5. Stalin, Sovyetler Birliğindeki Müslümanların ortak yazısı olan İslâm yazısını niçin değiştirip, her

(sözde)

özerk cumhuriyet için ayrı kiril alfabesi hazırlatmıştı?

6. Stalin Ermenilerin ve Gürcülerin millî yazısına niçin dokunmamıştı?

7. Latin harfleri Türkiyeyi kalkındıracak idiyse Türkiye niçin Ortadoğunun Japonyası olamamıştır?

8. Yazının öğrenilmesi, okunması, yazılması zor olursa, beyinler daha fazla çalışıp gelişmez mi?

9. Okunduğu gibi yazılan ve yazıldığı gibi okunan bir dil zihinsel tembelliğe yol açmaz mı?

10. Bir dilde ne kadar çok kelime, kavram ve terim varsa, o dil o kadar gelişmiş ve medenî sayılmaz mı?

11. Fransızcadaki Latin kökenli kelimeleri atarsanız o lisan kuşa dönmez mi?

12. Almancada en az 30 bin yabancı kelime olduğunu biliyor muyuz?

13. Latin yazısını alıp, eski millî yazımızı yasaklayıp, zengin lisanımızı kuşa çevirip; edebiyatta, tarih araştırmalarında, sosyal kültürde, eğitimde, üniversitelerde yükseliş mümkün müdür?

14. Vaktiyle millî yazımız yasaklanıp Latin yazısı zorla kabul ettirildiğine göre, sosyal ve kültürel kopukluğu gidermek için

Osmanlıca derslerinin mecburî olması

gerekmez mi?

Yukarıda on beş soru var.

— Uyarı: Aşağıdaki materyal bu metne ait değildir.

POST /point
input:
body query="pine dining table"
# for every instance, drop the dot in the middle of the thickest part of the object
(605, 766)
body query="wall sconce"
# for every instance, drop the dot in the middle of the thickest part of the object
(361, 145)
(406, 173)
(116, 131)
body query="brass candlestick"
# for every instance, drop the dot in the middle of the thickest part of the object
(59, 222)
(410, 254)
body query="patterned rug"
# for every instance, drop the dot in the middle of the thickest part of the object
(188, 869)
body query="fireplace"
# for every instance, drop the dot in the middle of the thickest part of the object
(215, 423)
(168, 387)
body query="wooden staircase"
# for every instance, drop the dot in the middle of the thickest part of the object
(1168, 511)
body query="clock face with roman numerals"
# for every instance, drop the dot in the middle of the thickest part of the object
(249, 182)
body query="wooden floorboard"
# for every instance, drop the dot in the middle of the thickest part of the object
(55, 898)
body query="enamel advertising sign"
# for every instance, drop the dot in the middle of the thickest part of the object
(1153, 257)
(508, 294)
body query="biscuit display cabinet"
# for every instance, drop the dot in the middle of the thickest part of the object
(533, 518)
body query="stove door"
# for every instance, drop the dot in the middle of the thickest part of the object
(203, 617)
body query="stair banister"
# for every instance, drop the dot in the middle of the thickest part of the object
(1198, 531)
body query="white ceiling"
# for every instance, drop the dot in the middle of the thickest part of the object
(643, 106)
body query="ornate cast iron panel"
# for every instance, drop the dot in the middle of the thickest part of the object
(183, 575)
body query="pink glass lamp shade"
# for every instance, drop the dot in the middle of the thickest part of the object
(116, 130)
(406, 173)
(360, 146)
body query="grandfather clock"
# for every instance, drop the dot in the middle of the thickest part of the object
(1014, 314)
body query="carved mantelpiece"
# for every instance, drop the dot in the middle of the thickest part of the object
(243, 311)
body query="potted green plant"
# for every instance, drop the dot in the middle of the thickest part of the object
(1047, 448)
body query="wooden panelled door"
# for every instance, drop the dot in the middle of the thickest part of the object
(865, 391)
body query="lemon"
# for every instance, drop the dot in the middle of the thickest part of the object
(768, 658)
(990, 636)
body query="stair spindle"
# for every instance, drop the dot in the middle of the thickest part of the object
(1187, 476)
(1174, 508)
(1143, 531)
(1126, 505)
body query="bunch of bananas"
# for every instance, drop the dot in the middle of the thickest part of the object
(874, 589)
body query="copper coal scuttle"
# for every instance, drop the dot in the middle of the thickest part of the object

Lütfen yaygarayı, çarpıtmayı, konuyu saptırmayı bırakalım da bunlara cevap arayalım.

Latin yazısı konusunda geriye dönüş olmazmış… Bu sizin boş ve kof iddianızdır.

Biz zaten İslâm yazısına hemen dönülsün demiyoruz. Ne diyoruz:

a) Yazı ve lisan kopukluğu giderilsin, Osmanlıca okutulsun…

b) Kültürde, lisanda, yazıda devamlılığa dönülsün.

c) Birkaç yüz kelimelik günlük konuşma Türkçesiyle derin ve ciddî kültür ve eğitim, felsefe olmaz. Zengin, yazılı, edebî Türkçeye dönülsün…

Siyasî, sosyal, kültürel, iktisadî konuların ilmin, irfanın, bilgeliğin ışığında sakin ve ciddî şekilde tartışılması ve müzakere edilmesi gerekmez mi?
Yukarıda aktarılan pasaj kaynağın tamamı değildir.